Il précise que leur engagement opérationnel, qui suppose une actualisation continue des compétences, s’effectue de manière progressive, en fonction des modules de formation validés. Il poursuit en indiquant qu’un tel apprentissage progressif est indispensable à la formation professionnelle de ces adolescents qui ont choisi de s’engager comme sapeurs-pompiers volontaires, laquelle implique nécessairement d’acquérir une expérience concrète et opérationnelle, et peut ainsi relever des dérogations autorisées par la directive 94/33/CE.
Le Conseil d’Etat relève que ces sapeurs-pompiers volontaires mineurs sont encadrés en permanence, dans le cadre de leur participation à une opération de lutte contre l’incendie ou de secours, par un sapeur-pompier expérimenté, qui est une personne compétente au sens de la directive 89/391/CEE du 12 juin 1989, et que leur engagement, qui est subordonné à des conditions d’aptitude physique et médicale et nécessite le consentement écrit de leur responsable légal, s’effectue dans des conditions visant à garantir leur sécurité et la protection de leur santé, satisfaisant ainsi aux conditions prévues par la directive 94/33/CE.
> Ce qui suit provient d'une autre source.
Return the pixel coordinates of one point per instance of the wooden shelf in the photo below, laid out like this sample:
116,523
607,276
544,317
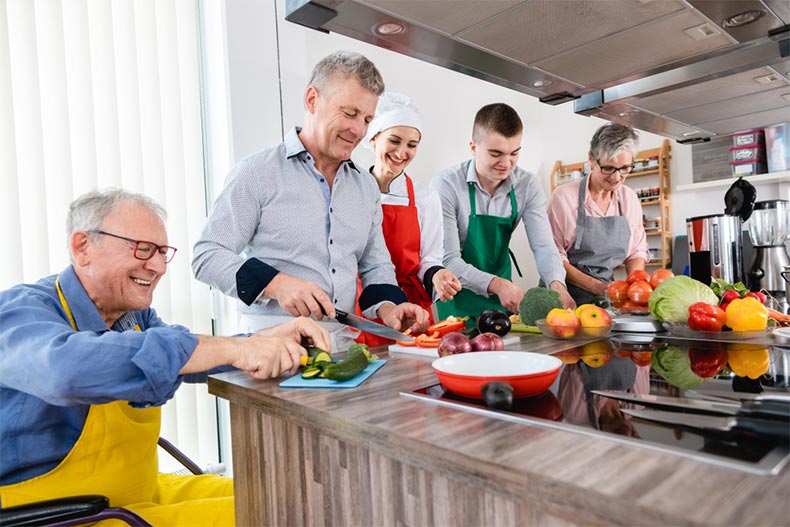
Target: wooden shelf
651,172
664,235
Dès lors, le Conseil d’Etat considère que le pouvoir réglementaire a pu, sans méconnaître les objectifs de la directive de 1994, autoriser des mineurs âgés de plus de seize ans à assurer des missions de sapeurs-pompiers volontaires.
Sapeurs-pompiers volontaires et engagements internationaux de la France :
Le syndicat SUD SDIS National soutenait que l’âge minimal des sapeurs-pompiers volontaires méconnaissait des accords internationaux comme :
- la charte sociale européenne signée à Strasbourg le 3 mai 1996 dont l’article 7 fixe à 18 ans l’âge minimum d’admission à l’emploi pour certaines occupations déterminées, considérées comme dangereuses ou insalubres en vue d’assurer l’exercice effectif du droit des enfants et des adolescents à la protection
- l’article 3 de la convention internationale du travail n° 138 concernant l’âge minimum d’admission à l’emploi, adoptée à Genève le 26 juin 1973 dont l’article 3 stipule que l’âge minimum d’admission à tout type d’emploi ou de travail qui, par sa nature ou les conditions dans lesquelles il s’exerce, est susceptible de compromettre la santé, la sécurité ou la moralité des adolescents ne devra pas être inférieur à 18 ans
En effet, les stipulations d’un traité ou d’un accord régulièrement introduit dans l’ordre juridique interne conformément à l’article 55 de la Constitution peuvent utilement être invoquées à l’appui d’une demande tendant à ce que soit annulé un acte administratif ou écartée l’application d’une loi ou d’un acte administratif incompatibles avec la norme juridique qu’elles contiennent, dès lors qu’elles créent des droits dont les particuliers peuvent directement se prévaloir.
Cependant, les différentes stipulations rappelées dans la décision du 19 avril 2022 laissent une marge d’appréciation aux Etats parties à ces conventions internationales et requièrent l’intervention d’actes complémentaires pour produire des effets à l’égard des particuliers. Elles sont, par suite, dépourvues d’effet direct selon le Conseil d’Etat. Il rejette donc les moyens et la requête du syndicat SUD SDIS National et confirme la légalité de l’âge minimal des sapeurs-pompiers volontaires fixé à 16 ans.